No matter how diligently you vet a prospective resident, there are going to be times when your facility gets stuck with a resident, or a resident’s family, who doesn’t pay the bill. Most Assisted Living Facilities (ALFs) think that the only recourse is to initiate eviction proceedings. Before COVID, your typical eviction proceeding would drag on for the better part of a year, if not longer. Right now, the New York State moratorium on residential and commercial evictions remains in effect until at least January 15, 2023. Considering the incredible backlog of cases coupled with the anticipated tidal wave of new filings once the moratorium ends, that eviction case that would have normally dragged on for 12 months will now likely take 24 months or more to conclude. And let’s face it, initiating an eviction against your resident is unseemly and could very well be spun against the ALF, creating a public relations nightmare.
Article 81 of the New York Mental Hygiene Law provides that the appointment of a Guardian of the Person and/or Property is warranted if by clear and convincing evidence it is established that a person is likely to suffer harm because he or she is unable to provide for their personal needs and/or property management. Certainly, a resident of an assisted living facility who is in danger of being forcibly evicted and therefore potentially deprived of the room, board and assistance their condition requires qualifies as someone that is likely to suffer harm in the near future. Especially if it is determined that your resident lacks the ability to arrange for their own safe discharge. If a Guardian of the Person is appointed for your resident, the Guardian will have the legal authority to change the resident’s place of abode (perhaps transferring them to an ALP facility or a SNF). A Guardian of the Property, often times the same person or entity as the Guardian of the Person, will have the ability to arrange for payment of the resident’s new place of abode or, in the alternative, if applicable, marshal the resident’s assets and income and redirect those assets toward payment of the back balance and ongoing monthly charges at your community.

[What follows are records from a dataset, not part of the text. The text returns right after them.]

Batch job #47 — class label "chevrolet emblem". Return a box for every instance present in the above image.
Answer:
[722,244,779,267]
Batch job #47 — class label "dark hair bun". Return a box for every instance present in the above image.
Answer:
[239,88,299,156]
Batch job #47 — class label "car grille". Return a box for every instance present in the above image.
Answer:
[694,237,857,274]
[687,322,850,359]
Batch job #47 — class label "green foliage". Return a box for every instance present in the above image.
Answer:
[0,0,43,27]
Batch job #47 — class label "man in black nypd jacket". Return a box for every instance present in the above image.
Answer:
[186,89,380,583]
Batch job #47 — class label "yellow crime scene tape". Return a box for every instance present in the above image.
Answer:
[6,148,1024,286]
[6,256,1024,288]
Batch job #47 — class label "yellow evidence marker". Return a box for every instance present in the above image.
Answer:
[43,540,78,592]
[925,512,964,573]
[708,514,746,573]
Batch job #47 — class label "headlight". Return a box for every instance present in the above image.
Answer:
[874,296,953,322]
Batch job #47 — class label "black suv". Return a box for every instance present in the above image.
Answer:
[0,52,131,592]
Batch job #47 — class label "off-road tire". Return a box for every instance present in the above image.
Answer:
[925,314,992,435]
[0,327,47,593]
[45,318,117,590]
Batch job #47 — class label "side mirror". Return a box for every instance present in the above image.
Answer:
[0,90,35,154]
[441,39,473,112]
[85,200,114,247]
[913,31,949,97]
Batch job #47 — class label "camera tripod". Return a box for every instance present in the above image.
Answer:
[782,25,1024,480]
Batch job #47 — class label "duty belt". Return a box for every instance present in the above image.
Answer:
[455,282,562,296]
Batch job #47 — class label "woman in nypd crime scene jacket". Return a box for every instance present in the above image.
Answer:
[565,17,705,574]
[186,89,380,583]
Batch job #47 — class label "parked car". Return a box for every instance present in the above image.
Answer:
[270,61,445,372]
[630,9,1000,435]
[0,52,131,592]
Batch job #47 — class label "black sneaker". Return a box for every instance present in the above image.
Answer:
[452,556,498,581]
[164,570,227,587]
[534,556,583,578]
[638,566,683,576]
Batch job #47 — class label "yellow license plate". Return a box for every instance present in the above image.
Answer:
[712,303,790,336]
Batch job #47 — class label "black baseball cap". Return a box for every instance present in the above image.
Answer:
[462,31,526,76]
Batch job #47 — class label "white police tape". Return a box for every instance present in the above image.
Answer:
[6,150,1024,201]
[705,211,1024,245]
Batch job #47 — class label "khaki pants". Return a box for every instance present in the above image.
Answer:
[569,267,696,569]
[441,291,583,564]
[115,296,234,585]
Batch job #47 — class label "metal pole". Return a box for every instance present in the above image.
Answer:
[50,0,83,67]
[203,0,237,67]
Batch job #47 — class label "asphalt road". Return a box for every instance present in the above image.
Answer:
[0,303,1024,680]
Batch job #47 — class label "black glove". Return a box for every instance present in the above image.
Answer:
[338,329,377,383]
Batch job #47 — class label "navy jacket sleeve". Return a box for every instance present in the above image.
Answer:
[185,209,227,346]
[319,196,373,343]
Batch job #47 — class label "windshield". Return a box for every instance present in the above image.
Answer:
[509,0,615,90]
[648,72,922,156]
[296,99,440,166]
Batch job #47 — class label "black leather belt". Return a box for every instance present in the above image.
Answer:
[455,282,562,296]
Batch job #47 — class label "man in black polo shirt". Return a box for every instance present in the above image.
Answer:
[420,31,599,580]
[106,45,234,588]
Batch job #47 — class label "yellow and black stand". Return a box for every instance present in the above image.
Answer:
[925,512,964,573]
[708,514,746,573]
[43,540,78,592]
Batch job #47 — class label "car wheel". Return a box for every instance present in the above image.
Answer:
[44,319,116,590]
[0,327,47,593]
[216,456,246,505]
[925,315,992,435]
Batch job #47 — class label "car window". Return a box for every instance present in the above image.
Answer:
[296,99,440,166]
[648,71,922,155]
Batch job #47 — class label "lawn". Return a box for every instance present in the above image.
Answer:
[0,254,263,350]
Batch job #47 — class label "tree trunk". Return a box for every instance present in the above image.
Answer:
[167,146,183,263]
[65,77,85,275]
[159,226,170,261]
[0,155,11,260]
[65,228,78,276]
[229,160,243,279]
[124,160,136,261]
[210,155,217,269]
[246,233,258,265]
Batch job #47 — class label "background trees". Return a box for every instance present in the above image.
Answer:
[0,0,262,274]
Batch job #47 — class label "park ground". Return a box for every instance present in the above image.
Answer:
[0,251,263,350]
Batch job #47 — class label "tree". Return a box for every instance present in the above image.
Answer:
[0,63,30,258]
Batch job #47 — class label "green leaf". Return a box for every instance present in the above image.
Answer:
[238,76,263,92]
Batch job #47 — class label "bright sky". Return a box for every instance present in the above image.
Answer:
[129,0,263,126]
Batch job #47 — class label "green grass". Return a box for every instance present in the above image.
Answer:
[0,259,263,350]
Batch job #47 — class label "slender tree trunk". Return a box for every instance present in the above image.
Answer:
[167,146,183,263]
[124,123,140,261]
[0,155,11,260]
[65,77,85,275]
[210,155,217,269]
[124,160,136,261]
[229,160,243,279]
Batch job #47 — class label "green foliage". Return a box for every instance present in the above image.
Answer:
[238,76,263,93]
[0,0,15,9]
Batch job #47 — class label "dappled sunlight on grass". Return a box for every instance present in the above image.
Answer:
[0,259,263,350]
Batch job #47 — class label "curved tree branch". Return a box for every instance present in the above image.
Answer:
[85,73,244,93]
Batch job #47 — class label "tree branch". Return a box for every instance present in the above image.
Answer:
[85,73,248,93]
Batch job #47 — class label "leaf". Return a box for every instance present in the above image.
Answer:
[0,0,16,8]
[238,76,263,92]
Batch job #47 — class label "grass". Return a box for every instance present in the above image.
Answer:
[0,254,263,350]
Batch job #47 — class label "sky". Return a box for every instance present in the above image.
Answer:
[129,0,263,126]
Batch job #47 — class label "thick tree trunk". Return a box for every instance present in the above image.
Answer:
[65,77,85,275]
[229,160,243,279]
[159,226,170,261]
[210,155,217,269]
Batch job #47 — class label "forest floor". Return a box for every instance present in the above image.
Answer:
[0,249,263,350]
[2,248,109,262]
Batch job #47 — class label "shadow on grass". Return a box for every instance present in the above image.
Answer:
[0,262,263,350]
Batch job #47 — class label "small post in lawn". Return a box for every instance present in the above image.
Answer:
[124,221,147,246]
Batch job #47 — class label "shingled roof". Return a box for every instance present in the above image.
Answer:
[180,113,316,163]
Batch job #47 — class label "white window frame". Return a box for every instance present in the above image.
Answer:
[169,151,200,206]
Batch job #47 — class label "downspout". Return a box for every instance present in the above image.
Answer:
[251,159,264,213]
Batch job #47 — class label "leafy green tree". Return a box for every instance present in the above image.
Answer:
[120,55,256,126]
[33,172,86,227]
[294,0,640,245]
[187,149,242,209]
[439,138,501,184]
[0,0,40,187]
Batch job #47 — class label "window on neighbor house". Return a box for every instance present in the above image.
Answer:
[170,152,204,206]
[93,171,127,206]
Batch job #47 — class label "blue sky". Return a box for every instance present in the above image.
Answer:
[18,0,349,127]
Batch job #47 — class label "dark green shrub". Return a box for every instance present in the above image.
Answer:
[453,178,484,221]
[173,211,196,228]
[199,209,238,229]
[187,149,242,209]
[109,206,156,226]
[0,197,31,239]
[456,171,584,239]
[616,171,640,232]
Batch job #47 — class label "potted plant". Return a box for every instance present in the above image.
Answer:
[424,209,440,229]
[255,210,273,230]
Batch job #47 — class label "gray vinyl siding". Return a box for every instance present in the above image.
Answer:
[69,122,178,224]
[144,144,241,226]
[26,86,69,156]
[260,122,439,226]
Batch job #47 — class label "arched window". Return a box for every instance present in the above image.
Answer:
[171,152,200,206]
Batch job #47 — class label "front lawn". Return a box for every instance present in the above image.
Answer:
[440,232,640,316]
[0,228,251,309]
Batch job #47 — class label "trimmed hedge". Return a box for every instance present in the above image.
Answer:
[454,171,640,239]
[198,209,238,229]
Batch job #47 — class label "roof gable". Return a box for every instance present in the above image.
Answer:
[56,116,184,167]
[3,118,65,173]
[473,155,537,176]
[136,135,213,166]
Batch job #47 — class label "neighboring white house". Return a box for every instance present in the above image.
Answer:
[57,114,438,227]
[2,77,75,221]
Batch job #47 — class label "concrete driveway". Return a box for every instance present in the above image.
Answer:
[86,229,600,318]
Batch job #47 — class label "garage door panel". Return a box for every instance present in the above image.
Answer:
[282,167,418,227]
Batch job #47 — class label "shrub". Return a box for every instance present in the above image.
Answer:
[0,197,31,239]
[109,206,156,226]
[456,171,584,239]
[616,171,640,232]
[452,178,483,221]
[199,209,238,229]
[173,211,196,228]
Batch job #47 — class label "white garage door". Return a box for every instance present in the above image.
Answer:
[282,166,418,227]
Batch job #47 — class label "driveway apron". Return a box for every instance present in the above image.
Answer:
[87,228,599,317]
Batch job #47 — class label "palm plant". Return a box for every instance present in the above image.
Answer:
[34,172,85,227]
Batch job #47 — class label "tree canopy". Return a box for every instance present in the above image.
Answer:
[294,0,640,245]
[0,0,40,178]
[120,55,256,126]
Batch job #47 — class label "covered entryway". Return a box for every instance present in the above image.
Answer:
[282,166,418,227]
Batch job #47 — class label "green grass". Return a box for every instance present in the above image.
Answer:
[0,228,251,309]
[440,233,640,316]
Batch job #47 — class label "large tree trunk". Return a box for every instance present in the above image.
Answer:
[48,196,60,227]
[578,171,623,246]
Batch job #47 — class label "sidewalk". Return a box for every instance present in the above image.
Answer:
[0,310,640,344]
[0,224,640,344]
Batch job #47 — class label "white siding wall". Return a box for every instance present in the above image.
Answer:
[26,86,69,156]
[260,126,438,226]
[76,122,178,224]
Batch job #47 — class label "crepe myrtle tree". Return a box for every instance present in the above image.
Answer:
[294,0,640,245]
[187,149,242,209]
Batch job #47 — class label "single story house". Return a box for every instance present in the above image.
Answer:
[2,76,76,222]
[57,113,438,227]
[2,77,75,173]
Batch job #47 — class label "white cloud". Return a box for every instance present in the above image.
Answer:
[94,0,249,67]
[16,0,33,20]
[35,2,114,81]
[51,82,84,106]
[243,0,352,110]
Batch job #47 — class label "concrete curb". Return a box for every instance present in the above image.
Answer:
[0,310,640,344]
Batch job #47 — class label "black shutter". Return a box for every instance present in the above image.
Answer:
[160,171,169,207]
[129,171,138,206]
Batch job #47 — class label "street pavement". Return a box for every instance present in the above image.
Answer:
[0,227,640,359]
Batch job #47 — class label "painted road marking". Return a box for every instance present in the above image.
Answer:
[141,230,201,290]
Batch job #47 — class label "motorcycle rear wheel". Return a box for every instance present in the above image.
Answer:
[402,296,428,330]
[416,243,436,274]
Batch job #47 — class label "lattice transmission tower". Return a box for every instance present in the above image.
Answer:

Keep in mind that an Article 81 Guardianship proceeding, like any civil action, can be settled. So, if the resident and/or the resident’s family voluntarily agrees to leave your community or satisfactory payment arrangements are agreed to, the need for a Guardianship can be resolved, and thus the resident is no longer likely to suffer harm and the Petition for Guardianship can be withdrawn. The best part is, because an Article 81 proceeding is by definition a summary proceeding, the issue of the resident’s continued stay or departure from your ALF will be resolved in a few short weeks versus years. Plus, should it be determined that the resident can no longer afford to reside in your community, you can rest assured that he or she will be discharged to someplace safe under the watchful eye of the Guardianship Courts and not at the hands of uncaring, financially motivated family.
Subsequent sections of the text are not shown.